January 2, 2019 | Steve Delaronde
As of January 1, 2019, hospitals must post their prices on the internet for patients to review. The intent is to provide patients with price transparency and allow them to compare hospital charges when making healthcare decisions. The reality is that this information will have little relevance to consumers and provide little value. Let's examine the reasons.
First, prices posted are the list prices charged by hospitals and not the actual prices paid by most patients. Patients with private insurance pay a rate negotiated by their insurer. These rates are often substantially lower than the list price, however the actual percentage that a charge is discounted will vary by procedure. Uninsured persons are responsible for paying the list price, since there is no entity to negotiate discounted prices on their behalf except themselves.
The list prices of billable items and services maintained by hospitals is called a Charge Description Master (CDM), or chargemaster. The primary purpose of the chargemaster is to serve as an anchor for hospitals to negotiate prices with insurers.

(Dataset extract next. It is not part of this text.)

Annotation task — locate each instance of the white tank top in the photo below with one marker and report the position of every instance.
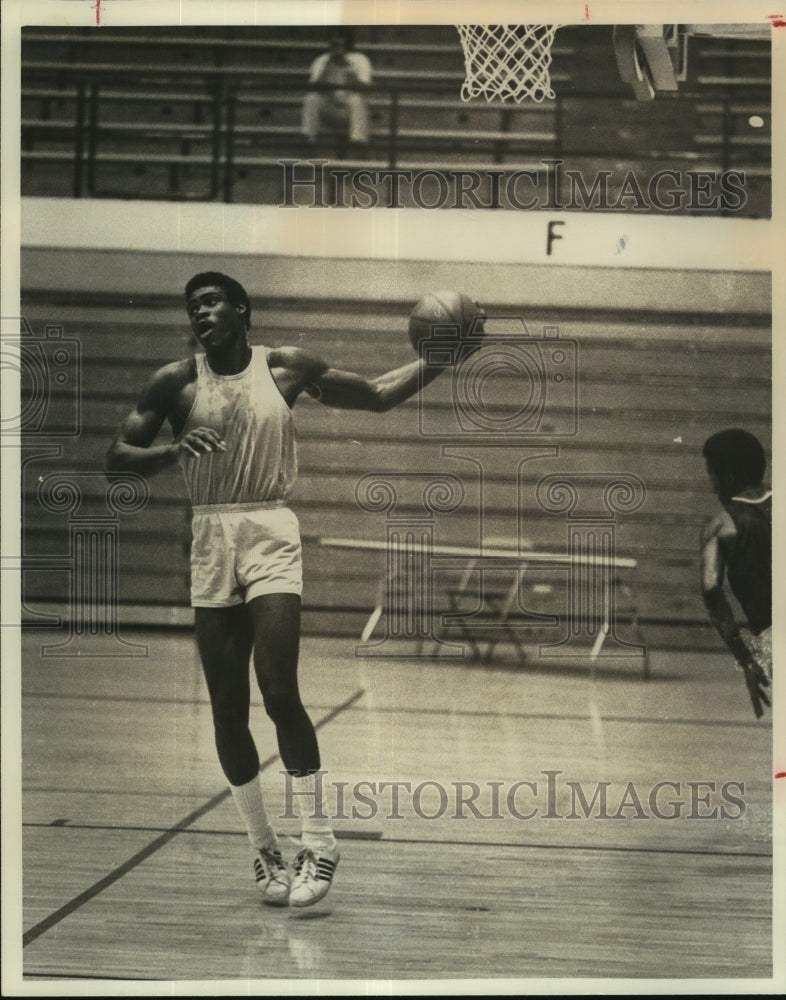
(257, 427)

It is not intended to provide a realistic reflection of the actual cost of delivering a service. Additionally, the list price does not consider the actual patient contribution determined by the type of insurance product they purchase, which may include copays, coinsurance and deductibles.

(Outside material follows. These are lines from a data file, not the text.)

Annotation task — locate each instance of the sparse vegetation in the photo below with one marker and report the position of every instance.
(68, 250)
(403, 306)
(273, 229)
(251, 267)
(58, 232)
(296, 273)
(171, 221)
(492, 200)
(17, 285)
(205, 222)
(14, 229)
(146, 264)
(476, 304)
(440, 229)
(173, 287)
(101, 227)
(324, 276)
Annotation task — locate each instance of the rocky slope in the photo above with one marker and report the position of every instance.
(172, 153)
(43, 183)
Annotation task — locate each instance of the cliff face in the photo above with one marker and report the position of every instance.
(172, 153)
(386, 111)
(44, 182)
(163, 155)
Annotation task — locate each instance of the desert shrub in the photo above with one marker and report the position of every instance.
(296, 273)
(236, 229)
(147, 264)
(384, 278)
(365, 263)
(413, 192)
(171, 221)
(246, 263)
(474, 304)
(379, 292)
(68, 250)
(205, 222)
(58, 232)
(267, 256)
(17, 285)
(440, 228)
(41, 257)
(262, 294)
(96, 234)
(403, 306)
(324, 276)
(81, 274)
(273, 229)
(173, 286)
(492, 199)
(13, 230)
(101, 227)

Chargemaster apologists will say that the list price will at least allow the patient to approximate the cost of services before they are rendered. Some cite the use of list prices of new cars as a similar example of where the manufacturer’s suggested retail price (MSRP) correlates very closely to the transaction price. The correlation between MSPR and the actual car sales price is between 0.90 and 0.99, where 1.00 is perfect correlation. The correlation between hospital charges and actual transaction prices, however, is much lower, at 0.34.

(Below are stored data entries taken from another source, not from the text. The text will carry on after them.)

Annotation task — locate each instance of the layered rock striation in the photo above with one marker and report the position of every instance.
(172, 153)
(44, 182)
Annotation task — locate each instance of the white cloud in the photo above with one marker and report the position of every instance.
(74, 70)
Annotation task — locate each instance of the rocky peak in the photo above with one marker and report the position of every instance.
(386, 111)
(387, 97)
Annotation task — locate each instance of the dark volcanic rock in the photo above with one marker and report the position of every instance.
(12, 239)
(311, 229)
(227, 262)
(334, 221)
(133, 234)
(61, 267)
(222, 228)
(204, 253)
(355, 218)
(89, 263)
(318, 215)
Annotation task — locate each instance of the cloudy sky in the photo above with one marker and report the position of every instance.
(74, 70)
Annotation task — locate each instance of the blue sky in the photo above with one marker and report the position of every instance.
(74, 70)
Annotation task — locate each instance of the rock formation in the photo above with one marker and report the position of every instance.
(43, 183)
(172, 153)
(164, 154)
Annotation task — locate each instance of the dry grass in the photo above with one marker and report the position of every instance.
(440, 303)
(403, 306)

If a list price from a hospital’s chargemaster does not provide the patient with the information needed to make medical decisions based on price, then what is needed? The actual negotiated price which factors in a patient’s copay, coinsurance and deductible would be most useful for the privately insured patient. Unfortunately, the luxury of price shopping is most useful for elective, non-emergent procedures, such as physician office visits, lab and diagnostic tests and non-emergent surgery. However, knowing urgent care visit prices, ER facility fees, ambulance fees and daily inpatient and intensive care unit prices would help patients develop a price-based plan for dealing with an unforeseen medical emergency.
Finally, price is only one piece of information needed to make a value-based, informed decision. The other is quality. Knowing the volume of procedures performed, as well as meaningful outcome measures and patient satisfaction rates would provide patients with a more objective decision-making tool than relying completely on a physician’s or friend’s recommendation. Quality is a much more challenging construct to measure, since its definition is not universal and it may be more difficult to obtain data regarding quality. While any attempt to make price and quality information available to consumers represents progress towards achieving the goals of the Triple Aim---lower cost, better quality, and a better patient experience across the entire continuum of care---the availability of hospital charge data will not be that useful.
Steve Delaronde is director of consulting for populations and payment solutions at 3M Health Information Systems.